Question, will it be faster ... YES. A generic answer to a generic question.

Question, is it worth it (which wasn't really alluded to in the OP). Not necessarily and I highlighted my concerns to that in the latter half of my reply.

Keep it friendly, hey?
 
I use an SSD in a 2008 server as a distribution point for my MDT 2010 setup, a mechanical drive couldn't cope when building a lab of 30+ machines simultaneously.

Horses for courses :/
 
I use an SSD in a 2008 server as a distribution point for my MDT 2010 setup, a mechanical drive couldn't cope when building a lab of 30+ machines simultaneously.

Horses for courses :/

I had a client ask for a speed up on the Backup Exec startup so we put an SSD disk in just for BE. It obviously wont be for everyone and some might think its a waste of money but he could check the the status in seconds each morning rather than 20-30 seconds. Each to their own and he was happy to spend the money on that as it worked for him.

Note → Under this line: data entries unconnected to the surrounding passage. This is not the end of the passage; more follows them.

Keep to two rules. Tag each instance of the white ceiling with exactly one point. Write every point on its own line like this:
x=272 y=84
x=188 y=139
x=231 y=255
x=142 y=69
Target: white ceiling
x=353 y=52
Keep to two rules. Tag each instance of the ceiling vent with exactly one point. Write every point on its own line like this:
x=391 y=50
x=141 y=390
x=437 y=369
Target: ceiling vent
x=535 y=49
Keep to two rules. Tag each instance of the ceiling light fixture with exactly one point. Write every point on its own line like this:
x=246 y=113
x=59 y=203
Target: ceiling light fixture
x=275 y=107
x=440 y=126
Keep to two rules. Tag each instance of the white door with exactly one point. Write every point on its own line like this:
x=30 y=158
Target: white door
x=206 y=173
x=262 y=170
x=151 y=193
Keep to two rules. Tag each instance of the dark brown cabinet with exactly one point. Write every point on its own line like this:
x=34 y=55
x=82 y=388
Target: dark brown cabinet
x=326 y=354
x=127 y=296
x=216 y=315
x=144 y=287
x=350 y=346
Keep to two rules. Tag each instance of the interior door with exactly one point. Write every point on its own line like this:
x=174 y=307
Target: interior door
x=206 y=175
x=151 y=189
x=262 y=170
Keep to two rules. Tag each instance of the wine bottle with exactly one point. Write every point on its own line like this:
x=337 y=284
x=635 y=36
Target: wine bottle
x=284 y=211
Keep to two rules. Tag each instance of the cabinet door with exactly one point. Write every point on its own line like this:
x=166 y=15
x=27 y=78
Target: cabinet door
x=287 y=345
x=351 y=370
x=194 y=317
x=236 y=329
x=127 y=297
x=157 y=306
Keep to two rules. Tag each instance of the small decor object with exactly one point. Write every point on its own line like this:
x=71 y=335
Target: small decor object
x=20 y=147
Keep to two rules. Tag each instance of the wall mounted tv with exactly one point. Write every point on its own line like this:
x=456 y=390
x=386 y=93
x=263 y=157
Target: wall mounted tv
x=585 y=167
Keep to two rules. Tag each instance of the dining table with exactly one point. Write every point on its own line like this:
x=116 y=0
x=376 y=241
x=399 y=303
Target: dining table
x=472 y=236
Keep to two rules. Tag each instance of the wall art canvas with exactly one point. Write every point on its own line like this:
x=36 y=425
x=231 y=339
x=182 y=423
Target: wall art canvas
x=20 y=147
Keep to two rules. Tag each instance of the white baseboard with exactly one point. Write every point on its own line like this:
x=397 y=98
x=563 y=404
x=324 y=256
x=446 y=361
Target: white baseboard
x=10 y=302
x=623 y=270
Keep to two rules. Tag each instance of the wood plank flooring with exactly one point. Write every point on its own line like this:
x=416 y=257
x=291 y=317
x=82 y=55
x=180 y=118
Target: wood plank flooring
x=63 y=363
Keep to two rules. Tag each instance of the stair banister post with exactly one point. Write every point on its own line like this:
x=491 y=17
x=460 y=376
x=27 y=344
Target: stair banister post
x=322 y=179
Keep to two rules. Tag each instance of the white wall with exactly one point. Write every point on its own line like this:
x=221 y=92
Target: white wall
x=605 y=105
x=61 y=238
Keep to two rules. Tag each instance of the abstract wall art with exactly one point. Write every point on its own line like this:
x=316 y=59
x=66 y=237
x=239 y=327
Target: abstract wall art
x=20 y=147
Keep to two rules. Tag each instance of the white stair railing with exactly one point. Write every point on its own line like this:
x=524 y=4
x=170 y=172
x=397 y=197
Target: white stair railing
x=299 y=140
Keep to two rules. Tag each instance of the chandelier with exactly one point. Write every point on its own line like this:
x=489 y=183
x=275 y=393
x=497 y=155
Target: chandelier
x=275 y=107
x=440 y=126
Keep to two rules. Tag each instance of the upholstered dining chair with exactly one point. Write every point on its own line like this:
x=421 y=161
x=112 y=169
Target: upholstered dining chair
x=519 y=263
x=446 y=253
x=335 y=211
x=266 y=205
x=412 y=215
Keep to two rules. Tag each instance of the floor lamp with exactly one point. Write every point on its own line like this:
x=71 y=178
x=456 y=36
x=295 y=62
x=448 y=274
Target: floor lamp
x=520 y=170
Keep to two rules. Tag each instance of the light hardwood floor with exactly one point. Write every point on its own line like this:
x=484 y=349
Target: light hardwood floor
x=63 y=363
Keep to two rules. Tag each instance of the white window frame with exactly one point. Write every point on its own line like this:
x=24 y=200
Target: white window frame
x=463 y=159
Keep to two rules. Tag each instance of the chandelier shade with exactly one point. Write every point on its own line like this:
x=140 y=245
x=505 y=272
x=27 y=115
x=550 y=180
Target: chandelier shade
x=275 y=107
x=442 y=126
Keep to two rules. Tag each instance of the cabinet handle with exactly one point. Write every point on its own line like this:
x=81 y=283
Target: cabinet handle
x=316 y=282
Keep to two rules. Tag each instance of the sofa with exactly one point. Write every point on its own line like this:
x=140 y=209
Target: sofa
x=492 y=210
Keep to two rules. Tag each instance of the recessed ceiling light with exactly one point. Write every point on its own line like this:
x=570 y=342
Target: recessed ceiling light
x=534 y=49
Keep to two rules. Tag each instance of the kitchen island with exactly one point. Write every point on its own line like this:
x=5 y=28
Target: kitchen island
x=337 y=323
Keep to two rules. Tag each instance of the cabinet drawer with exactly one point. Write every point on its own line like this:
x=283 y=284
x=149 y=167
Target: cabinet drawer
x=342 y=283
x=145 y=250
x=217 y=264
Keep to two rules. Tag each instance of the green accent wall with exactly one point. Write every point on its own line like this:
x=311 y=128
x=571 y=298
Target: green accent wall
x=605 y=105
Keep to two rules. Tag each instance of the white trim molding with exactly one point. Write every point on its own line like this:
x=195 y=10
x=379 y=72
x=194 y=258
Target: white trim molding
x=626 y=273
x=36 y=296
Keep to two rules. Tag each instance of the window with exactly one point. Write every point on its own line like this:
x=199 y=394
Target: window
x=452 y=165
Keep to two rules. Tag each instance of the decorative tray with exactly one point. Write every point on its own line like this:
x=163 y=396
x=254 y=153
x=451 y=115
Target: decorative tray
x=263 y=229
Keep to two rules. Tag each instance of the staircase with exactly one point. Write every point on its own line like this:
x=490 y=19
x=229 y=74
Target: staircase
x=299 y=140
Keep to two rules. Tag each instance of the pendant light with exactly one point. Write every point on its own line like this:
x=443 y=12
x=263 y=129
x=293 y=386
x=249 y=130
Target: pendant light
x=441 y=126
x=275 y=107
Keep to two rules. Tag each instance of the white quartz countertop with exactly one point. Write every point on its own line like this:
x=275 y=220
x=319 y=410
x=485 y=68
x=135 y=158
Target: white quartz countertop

I'm also thinking of running a VM host of one for some testing that I need to do later this month.
 
I use an SSD in a 2008 server as a distribution point for my MDT 2010 setup, a mechanical drive couldn't cope when building a lab of 30+ machines simultaneously.

Horses for courses :/

Of course, in that sort of situation it will work well. In a basic home server, no point.

I'm not saying there's never a point - I've literally just ordered a 512gb Samsung 840 Pro for a blade server I'm using as a VDI load evaluation test bed
 
The endurance on Samsung 840s is significantly lower than their 830 predecessors unfortunately. 420TB of writes vs. 6PB or more.

I hope Samsung keep manufacturing the 830, even if they do cost a bit more.
 
To be honest it's a benchmark/proof of concept lab system - any live view deployments will be SAN backed. This will be mostly reads anyway, so hopefully it wont pack up before I'm done with it :D
 
The endurance on Samsung 840s is significantly lower than their 830 predecessors unfortunately. 420TB of writes vs. 6PB or more.

I hope Samsung keep manufacturing the 830, even if they do cost a bit more.

Where did these figures come from?

Are you comparing to the 830 to the 840, or to the 840 Pro? Both the 830 and the 840 Pro use MLC NAND (AFAIK) so why would there be such a massive difference?
 
Where did these figures come from?

Are you comparing to the 830 to the 840, or to the 840 Pro? Both the 830 and the 840 Pro use MLC NAND (AFAIK) so why would there be such a massive difference?
The 840 Pro uses two-bit MLC like the 830, so that should have similar durability. I thought all the new 840 series used 21nm TLC chips but apparently not.

The above figures only apply to the non-pro 840 256GB.